Of the original quartet of the mythical glam-metal group (one of the most melodic branches of the family) formed in 1973 in New York, only half remain: Paul Stanley, guitarist and singer, 71, and Gene Simmons, iconic and colossus bassist, 73 years old. Victim of a heat stroke on stage in Brazil in April, the latter had to play seated that evening, a sequence relayed on social networks. Since then, no incident.

These two did not hesitate to continue the adventure without the two other original members adored by the fans, Ace Frehley, solo guitarist, and Peter Criss, drummer, who left for the first time in the 1980s, then definitively at the beginning of the 2000s after a very lucrative reformation. Frehley and Criss have since been replaced by Thomy Thayer, 62, and Eric Singer, 65.

Paul Stanley and Gene Simmons of the American group Kiss discuss with a policeman in 1976 on a street in New York (United States).  (NEW YORK DAILY NEWS/GETTY IMAGES)
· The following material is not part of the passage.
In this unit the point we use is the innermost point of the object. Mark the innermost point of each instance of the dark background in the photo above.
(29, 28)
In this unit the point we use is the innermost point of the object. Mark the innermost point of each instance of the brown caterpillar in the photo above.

3Make-up is Kiss’ stroke of genius

Its popularity, Kiss owes it largely to its sense of theatricality, with very advanced make-up combined with extravagant costumes. Simmons and Stanley have in fact mixed the macabre and grand-guignolesque staging of Alice Cooper and the concept of the New York Dolls, this precursor group of American punk whose musicians were dressed like drag queens. No androgynous temptation at Kiss but a cocktail inspired by fantastic B series, between leather, studs and pyrotechnics.

Each member of the group hides behind a different make-up and embodies a comic book superhero: Gene Simmons is “the demon”, Paul Stanley “the son of the stars”, Ace Frehley (and today Thommy Thayer) “the man space” and Peter Criss (and now Eric Singer) “the cat man”. But of all of them, it was Gene Simmons who became the face of Kiss, sticking out what is said to be the longest tongue on the rock circuit, spitting out fake blood or fire.
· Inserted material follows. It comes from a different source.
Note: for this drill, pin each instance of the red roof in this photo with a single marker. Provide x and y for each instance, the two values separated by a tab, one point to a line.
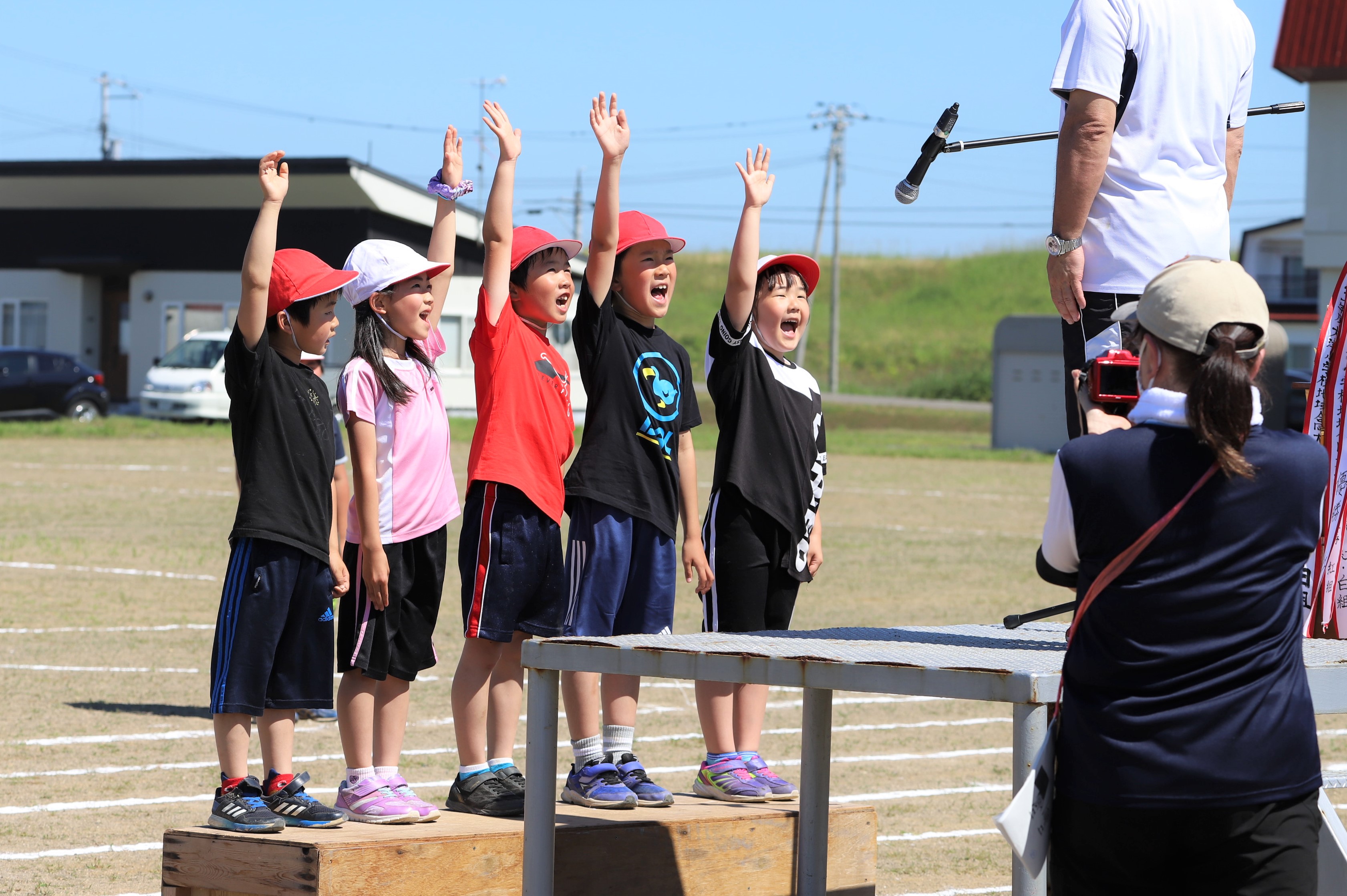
1313	45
After the first departure in the early 1980s of Frehley and Criss, sucked in by drugs and alcohol, Kiss performed for several years without makeup. This low masks is clearly a bad idea: the makeups are reintroduced in 1996 with the original costumes, at the request of nostalgic fans.

4A stage group

Kiss’ reputation was built on stage. Particularly noisy, and of course made up, they deploy there from their beginnings a spectacular scenography and many special effects (fireworks, jets of flames, explosions, showers of confetti, giant dragon, medieval or science fiction decor), stealing the limelight from the bands they open for.

It is also with a live (Alive! in 1975), their fourth album, which came to record success, while their label was on the verge of bankruptcy. The success is overwhelming: two weeks after its release, it is a gold record in the United States. Kiss is then swept away in a whirlwind from which he will have a hard time recovering. Today, after fifty years of service, Kiss has lost none of its vitality, assure the witnesses: on stage, they have enough hits – like Rock and Roll All Nite, I Was Made For Lovin’ You, Lick It Up, Beth, Detroit Rock City, Love Gun Or Heaven’s On Fire – to last two hours at a hellish pace and at a dizzying sound volume.
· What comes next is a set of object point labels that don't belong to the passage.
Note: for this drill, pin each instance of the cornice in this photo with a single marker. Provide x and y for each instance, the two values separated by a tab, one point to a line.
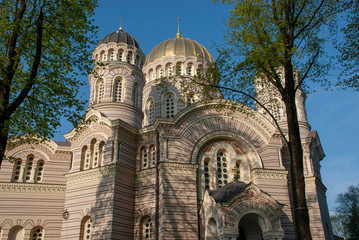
315	182
145	176
177	169
108	171
275	174
32	188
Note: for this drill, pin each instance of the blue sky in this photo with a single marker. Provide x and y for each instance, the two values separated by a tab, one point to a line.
334	114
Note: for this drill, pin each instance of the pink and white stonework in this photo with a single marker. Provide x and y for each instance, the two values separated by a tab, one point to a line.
150	164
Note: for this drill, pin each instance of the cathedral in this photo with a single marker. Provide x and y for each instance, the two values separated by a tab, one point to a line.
152	163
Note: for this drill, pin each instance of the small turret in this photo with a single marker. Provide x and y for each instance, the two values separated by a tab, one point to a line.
117	81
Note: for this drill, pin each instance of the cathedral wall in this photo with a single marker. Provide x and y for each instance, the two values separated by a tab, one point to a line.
127	155
123	205
274	182
145	201
178	202
318	210
270	157
89	194
28	206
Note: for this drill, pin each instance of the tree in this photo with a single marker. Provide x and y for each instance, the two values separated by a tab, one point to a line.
338	225
349	50
276	44
44	49
348	212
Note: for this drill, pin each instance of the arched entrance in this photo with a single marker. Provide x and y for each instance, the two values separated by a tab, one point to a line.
249	227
5The kings of merchandising

As soon as the triumph came, the fans became a faithful “Kiss Army” and the merchandising developed on a large scale to satisfy the “kissmania”. Merchandise, such as a comic book published by Marvel whose red ink supposedly contains their blood (this will be Marvel’s best seller for ten years), figurines, pinball machines, make-up sets, and even condoms and coffins with their effigy, flow in industrial quantities. A more than juicy market: in 2006, the Kiss brand was valued at one billion dollars. Enough to ensure a nice mattress of dollars for their old age.